雨の日は、あなたの傘に。

masato

 序幕

 心地良い。あぁ、心地良い。このまま、横になっていたい。


「一人でもいいの?」


 出来れば二人がいいけど、それが叶わないのなら、この場所に居る意味はないのかもしれないな。


「どうする?」


「どうしようか?」


 起きてしまおうか、そうすれば嫌なことを思い出さなくて済むのだから。


「順平。こっちだって」


 順平じゅんぺい……。そうか、僕の名前か。誰かが僕を呼んでいるんだね。


「順平。そっちじゃないよ! こっちだよ!」

「早矢香。僕だって分かってるよ」

「本当に? 本当に分かってるの? 怪しいなぁ」


 早矢香さやかは、長い髪を風に靡かせ微笑んでいた。


「僕も一緒に行こうかな」

「それは駄目。無理よ順平には。まだ早い気がする」

「そうかな。大丈夫だと思うよ。だって……」

「駄目だってば!」


 彼女の顔から笑みが消えた。暫くの沈黙。僕は彼女を見ることが出来ない。


「だから順平はそっちじゃないの。こっちなの」


 僕は、彼女が示す方へ視線を向けた。


「わかった?」

「……うん」


 視線を戻すと、そこに早矢香の姿はなかった。


「早矢香! 早矢香! どこ? どこに行ったの?」

 辺りは真っ暗になっている。僕は……、気が付くと叫び出していた。何もない世界に迷い込んみ、恐怖に怯えた子供のように。


「順平。私はね。

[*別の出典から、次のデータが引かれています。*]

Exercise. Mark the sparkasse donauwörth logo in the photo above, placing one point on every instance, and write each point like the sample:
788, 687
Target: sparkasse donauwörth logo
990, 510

もう死んだのよ」

 何処からか聴こえる声に耳をそばだれる。

 どれくらいの時が流れただろう。もう、聴こえくることはなかった。


 そうだ。彼女は……死んだ。もう……この世界にはいない。


「どうして? どうして死んだんだよ! どうしてだよ!」


 返事はない。


「行くよ。そっちへ。早矢香が何て言おうが僕はもう決めた。もう……戻らない。いいだろ!? もう、戻らないからな! いいだろ? ねぇ! 早矢香!」


 言った後に、僕は左の瞼を開けた。